C’est dans ce cadre, a rappelé le ministre conseiller, que la Guinée a pris une part active aux négociations qui ont abouti à l’élaboration de la Convention des Nations-Unies sur le droit de la mer qui fut adoptée par son Assemblée Générale le 10 décembre 1982.
La création de la Préfecture Maritime en 2011 dans le cadre de la RSSD par un Décret du président de la République, intervient dans un contexte marqué dans l’ensemble des pays du golf de Guinée car, l’aggravation de diverses formes de crimes et d’insécurités liées à la mer, poussent les pays à apporter des réponses idoines urgentes, a souligné M. Cissé.
MaramanyCisséajoutera, que ‘’la piraterie est une infraction criminelle classée dans la catégorie des crimes organisés, prévus et punis par la législation pénale guinéenne. Elle a une façade internationale’’, ce qui fait pour la combattre efficacement, a-t-il suggéré, il faut privilégier l’approche régionale et internationale. Et c’est dans cette perspective que le président de la République, Pr Alpha Condé engage le préfet maritime en relation avec les structures nationales concernées, à prendre contact par les voies indiquées à cet effet.

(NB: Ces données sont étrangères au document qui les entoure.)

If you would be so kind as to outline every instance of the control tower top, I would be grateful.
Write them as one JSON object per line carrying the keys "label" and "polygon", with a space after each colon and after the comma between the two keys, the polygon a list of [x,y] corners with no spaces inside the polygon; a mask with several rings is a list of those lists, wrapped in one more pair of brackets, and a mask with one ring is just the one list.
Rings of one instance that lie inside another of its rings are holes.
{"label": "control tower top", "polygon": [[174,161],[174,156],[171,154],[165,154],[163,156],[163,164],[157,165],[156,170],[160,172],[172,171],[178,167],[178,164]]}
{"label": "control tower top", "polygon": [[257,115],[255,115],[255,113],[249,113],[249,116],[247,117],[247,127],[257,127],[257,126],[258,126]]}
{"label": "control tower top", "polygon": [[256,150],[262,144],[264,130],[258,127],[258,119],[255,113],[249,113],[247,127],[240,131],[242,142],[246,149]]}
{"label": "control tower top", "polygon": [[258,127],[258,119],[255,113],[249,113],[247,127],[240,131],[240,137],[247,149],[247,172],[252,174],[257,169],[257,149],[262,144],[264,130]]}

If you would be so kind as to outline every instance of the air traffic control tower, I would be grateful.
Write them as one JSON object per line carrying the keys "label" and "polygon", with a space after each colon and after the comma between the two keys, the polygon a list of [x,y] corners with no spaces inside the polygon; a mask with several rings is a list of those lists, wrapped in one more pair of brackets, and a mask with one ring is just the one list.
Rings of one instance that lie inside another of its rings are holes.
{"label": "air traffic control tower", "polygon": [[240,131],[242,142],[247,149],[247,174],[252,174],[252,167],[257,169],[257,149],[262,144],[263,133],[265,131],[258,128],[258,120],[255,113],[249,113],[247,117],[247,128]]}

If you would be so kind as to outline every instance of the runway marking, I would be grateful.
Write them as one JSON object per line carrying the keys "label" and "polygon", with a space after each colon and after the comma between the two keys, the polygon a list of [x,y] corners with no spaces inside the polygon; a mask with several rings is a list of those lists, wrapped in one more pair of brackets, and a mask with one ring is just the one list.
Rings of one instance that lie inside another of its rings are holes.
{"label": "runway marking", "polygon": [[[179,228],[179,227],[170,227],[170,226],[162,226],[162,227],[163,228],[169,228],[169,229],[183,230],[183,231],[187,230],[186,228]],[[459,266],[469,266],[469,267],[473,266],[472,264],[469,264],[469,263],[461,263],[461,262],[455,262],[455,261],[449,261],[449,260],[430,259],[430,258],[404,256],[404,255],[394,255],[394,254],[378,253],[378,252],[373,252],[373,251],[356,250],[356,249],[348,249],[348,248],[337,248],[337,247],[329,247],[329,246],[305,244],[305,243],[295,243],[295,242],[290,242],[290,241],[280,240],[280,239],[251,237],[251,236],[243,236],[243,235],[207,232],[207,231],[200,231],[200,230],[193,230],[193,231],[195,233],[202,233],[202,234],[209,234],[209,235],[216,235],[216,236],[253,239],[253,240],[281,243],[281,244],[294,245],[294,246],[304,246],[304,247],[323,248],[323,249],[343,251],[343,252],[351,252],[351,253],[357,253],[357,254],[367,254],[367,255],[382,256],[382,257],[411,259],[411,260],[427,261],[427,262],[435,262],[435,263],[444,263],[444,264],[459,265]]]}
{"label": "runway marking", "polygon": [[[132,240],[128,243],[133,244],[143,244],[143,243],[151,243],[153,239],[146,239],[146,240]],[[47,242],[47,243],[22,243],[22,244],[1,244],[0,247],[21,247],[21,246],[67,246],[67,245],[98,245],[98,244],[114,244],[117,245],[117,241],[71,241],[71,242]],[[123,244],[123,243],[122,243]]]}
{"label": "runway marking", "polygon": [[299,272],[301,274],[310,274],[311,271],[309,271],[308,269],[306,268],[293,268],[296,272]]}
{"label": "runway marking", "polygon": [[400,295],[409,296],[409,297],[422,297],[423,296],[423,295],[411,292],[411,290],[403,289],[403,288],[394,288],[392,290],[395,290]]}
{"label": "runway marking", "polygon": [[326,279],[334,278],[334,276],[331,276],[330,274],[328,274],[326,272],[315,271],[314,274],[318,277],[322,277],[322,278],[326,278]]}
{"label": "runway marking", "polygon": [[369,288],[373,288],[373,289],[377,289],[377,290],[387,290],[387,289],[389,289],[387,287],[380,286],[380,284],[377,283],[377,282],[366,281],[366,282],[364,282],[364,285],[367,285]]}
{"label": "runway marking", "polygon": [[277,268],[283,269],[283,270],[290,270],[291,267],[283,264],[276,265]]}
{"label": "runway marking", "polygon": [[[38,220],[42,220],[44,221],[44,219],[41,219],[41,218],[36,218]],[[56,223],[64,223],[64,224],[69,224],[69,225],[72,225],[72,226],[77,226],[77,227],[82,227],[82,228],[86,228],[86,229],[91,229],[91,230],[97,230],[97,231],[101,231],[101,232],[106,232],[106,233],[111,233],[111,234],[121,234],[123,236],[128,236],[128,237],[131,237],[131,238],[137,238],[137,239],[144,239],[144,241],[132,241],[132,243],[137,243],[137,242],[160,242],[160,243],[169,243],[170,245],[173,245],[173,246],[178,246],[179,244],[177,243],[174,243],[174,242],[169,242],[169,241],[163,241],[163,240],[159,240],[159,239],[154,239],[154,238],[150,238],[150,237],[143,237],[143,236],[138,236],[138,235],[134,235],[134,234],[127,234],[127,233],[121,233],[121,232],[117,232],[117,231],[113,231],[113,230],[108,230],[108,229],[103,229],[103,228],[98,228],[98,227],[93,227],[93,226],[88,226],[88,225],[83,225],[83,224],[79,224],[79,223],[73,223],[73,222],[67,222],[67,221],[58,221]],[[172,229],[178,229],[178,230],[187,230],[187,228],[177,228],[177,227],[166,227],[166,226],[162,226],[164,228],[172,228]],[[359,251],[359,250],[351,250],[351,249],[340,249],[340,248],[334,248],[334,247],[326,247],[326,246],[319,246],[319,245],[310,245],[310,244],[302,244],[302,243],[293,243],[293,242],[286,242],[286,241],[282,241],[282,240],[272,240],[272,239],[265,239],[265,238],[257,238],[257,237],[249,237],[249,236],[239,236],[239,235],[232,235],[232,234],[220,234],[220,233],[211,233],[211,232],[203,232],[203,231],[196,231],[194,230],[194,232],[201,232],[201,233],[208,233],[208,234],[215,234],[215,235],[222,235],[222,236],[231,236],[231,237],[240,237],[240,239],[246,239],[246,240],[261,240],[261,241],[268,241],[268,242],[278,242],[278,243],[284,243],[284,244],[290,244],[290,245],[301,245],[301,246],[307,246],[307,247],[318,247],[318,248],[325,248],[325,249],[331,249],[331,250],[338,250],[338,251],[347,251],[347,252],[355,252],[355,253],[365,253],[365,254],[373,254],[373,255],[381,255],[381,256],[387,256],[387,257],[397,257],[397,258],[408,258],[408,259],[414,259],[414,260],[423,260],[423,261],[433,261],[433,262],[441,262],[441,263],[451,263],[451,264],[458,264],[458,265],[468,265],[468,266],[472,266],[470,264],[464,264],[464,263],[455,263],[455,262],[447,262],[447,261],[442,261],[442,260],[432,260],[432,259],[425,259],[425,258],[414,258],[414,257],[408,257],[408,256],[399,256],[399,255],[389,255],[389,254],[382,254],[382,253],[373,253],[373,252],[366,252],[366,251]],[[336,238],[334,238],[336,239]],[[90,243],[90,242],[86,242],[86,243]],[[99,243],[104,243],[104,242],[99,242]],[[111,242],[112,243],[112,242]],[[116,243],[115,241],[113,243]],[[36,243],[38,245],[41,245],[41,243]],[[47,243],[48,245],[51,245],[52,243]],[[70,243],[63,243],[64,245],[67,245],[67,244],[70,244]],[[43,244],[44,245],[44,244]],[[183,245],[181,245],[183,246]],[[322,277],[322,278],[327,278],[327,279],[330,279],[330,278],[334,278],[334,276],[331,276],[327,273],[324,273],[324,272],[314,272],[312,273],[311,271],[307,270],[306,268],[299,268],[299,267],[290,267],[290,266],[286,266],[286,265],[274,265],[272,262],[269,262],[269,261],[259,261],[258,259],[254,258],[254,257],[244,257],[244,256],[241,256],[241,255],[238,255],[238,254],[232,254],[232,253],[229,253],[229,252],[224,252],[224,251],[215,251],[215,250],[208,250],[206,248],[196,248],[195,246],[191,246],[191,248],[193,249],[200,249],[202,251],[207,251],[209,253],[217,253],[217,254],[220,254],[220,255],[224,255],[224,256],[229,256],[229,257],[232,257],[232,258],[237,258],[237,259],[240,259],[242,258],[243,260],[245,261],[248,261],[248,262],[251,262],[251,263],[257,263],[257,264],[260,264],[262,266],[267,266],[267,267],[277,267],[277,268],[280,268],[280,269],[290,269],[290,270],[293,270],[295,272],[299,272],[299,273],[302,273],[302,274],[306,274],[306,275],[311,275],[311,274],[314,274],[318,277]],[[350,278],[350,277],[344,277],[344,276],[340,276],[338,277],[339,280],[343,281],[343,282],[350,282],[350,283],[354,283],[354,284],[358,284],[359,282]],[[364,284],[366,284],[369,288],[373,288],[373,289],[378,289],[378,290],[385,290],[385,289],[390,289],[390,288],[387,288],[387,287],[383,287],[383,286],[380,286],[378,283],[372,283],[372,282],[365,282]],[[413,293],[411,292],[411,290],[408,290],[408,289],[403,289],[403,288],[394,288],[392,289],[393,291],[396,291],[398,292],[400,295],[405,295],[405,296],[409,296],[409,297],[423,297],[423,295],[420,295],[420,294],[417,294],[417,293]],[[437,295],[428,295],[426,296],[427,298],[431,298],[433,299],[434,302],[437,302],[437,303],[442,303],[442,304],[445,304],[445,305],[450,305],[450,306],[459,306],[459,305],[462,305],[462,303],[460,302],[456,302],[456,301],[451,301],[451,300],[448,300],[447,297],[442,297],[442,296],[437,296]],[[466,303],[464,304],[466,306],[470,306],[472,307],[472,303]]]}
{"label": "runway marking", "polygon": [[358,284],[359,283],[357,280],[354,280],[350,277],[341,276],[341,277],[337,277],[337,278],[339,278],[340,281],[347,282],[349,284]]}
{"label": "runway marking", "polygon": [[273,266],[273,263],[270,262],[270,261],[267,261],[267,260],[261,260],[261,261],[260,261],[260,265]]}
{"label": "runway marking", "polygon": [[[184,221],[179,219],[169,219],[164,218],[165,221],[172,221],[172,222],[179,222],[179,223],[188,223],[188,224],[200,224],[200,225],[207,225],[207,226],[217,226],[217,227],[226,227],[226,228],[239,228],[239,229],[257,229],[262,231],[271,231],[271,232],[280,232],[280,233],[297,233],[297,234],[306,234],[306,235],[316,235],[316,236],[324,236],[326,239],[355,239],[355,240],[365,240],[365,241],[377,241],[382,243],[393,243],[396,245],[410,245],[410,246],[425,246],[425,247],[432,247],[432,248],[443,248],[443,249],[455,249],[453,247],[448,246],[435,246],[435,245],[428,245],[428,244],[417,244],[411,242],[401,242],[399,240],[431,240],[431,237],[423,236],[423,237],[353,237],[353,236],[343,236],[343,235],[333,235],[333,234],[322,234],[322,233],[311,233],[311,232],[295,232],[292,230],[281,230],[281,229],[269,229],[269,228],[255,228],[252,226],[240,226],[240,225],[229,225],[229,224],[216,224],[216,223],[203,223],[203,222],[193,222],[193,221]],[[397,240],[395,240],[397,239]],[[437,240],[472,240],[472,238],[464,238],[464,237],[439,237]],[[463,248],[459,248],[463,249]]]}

Le ministre conseiller a remercié l’OIM, les gouvernements français et canadien pour leurs efforts qui ont permis de rénover la villa 9 de la Cité des Nations qui servira désormais de siège pour la Préfecture Maritime.
D’autres discours, notamment celui du lieutenant des vaisseaux, Philippes Olden de la Marine nationale française et du conseiller spécial du premier ministre canadien, ElcokCurseil, ont, chacun, mis l’accent sur l’importance de la mise en place du Centre des Opérations Maritimes sous la tutelle de la Préfecture Maritime.
La cérémonie a pris fin par la remise des diplômes d’Honneur de satisfaction aux personnes et organisations ayant contribué à la rénovation de ce nouveau siège pour la Préfecture Maritime et la mise en place en son sein du COM qui mettra hors d’état de nuire les bandits en haute mer.